To take the tissue-prioritized approach the flag --tissue TISSUE is added.

MA-FOCUS has the ability to generate a figure for each region, each ancestry that contains the predicted expression correlation, TWAS summary statistics and PIP for each gene. To do this add the --plot flag.
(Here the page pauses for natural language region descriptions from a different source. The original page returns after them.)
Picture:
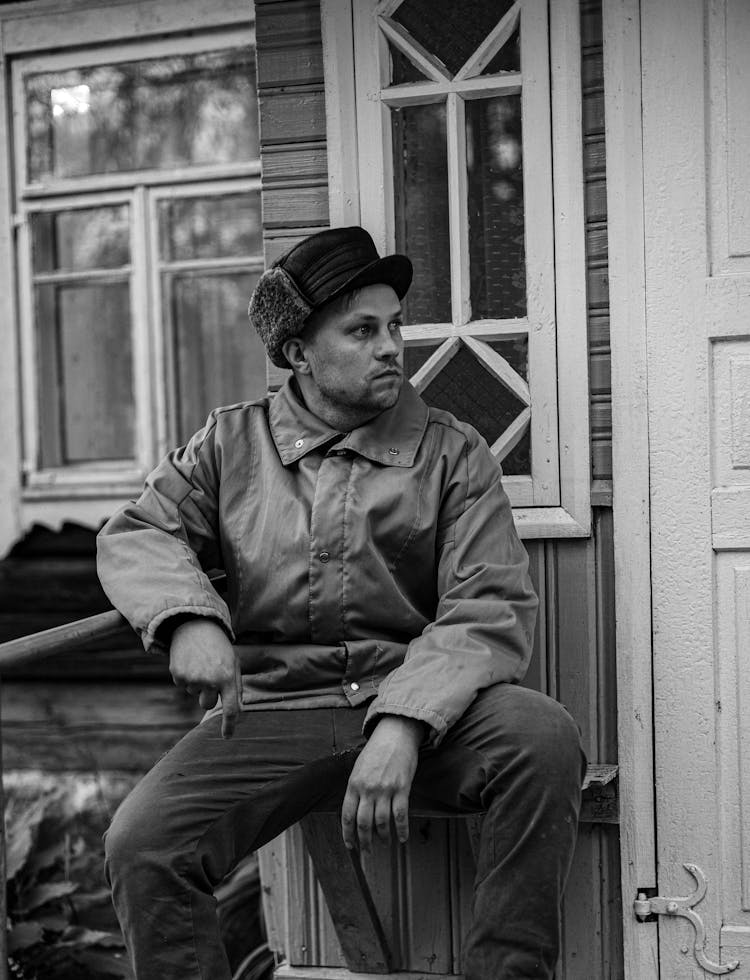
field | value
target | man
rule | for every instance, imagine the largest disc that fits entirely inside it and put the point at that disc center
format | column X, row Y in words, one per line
column 383, row 612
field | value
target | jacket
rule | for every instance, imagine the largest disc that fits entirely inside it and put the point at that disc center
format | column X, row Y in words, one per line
column 376, row 565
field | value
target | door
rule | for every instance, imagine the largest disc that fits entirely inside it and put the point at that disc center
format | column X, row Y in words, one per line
column 696, row 143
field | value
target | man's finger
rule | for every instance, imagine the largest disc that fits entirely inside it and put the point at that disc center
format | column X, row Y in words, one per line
column 383, row 818
column 365, row 816
column 348, row 818
column 230, row 707
column 208, row 697
column 400, row 807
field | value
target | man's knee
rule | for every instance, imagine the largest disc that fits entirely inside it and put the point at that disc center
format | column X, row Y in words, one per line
column 535, row 728
column 130, row 838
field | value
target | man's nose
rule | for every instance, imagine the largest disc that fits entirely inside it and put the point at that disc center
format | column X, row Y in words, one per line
column 388, row 345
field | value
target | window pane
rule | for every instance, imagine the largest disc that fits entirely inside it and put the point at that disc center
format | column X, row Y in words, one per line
column 449, row 29
column 222, row 226
column 466, row 388
column 496, row 217
column 85, row 372
column 415, row 355
column 420, row 168
column 160, row 113
column 402, row 69
column 219, row 358
column 508, row 58
column 85, row 238
column 518, row 460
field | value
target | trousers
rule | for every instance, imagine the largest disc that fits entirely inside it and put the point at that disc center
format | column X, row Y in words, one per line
column 208, row 802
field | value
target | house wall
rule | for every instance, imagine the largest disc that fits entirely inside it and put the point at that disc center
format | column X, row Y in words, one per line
column 574, row 653
column 113, row 708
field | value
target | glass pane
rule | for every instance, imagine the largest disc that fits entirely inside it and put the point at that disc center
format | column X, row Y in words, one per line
column 85, row 372
column 496, row 220
column 466, row 388
column 219, row 358
column 420, row 174
column 518, row 460
column 416, row 355
column 160, row 113
column 508, row 58
column 403, row 70
column 213, row 227
column 85, row 238
column 515, row 350
column 449, row 29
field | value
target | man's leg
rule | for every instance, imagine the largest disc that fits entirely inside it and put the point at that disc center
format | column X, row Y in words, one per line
column 203, row 807
column 516, row 754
Example is similar to single-ancestry FOCUS.

The output from the ma-finemap operation is a table using 2-pop MA-FOCUS as an example:

Column Description
block independent genomic region chrom:start-chrom:stop
ens_gene_id Ensembl gene ID
ens_tx_id Ensemble transcript ID
mol_name Name of the gene/linc/pseudogene
tissue Tissue the original expression was measured in
ref_name Name of the QTL reference panel
type Type of molecular feature (gene, lncRNA, lincRNA, pseudogene)
chrom Chromosome
tx_start Transcription start site
tx_stop Transcription stop site
block_genes number of genes in the region to set the prior probability for a gene to be causal
inference_pop1 Inference procedure for model (e.g., LASSO, BSLMM) for the first population
inference_pop2 Inference procedure for model (e.g., LASSO, BSLMM) for the second population
inter_z_pop1 intercept of z scores when regressing out average tagged pleiotropic associations for the first population, None if intercept = False
inter_z_pop2 intercept of z scores when regressing out average tagged pleiotropic associations for the second population, None if intercept = False
cv.R2_pop1 Cross-validation predictive Rsquared for the first population
cv.R2_pop2 Cross-validation predictive Rsquared for the second population
cv.R2.pval_pop1 P-value of the Cross-validation for the first population
cv.R2.pval_pop2 P-value of the Cross-validation for the second population
twas_z_pop1 Marginal TWAS Z score the first population
twas_z_pop2 Marginal TWAS Z score the second population
pip_pop1 Marginal posterior inclusion probability the first population
pip_pop2 Marginal posterior inclusion probability the second population
in_cred_set_pop1 Flag indicating whether or not model is included in the credible set the first population
in_cred_set_pop2 Flag indicating whether or not model is included in the credible set the second population
ldregion_pop1 LD regions from reference genome the first population
ldregion_pop2 LD regions from reference genome the second population

We recommend using reference LD from LDSC.

We recommend using a multiple tissue, multiple eQTL reference panel weight database here. This combines GTExv7 weights from PrediXcan with METSIM, NTR, YFS, and CMC weights from FUSION software into a single usable database for FOCUS.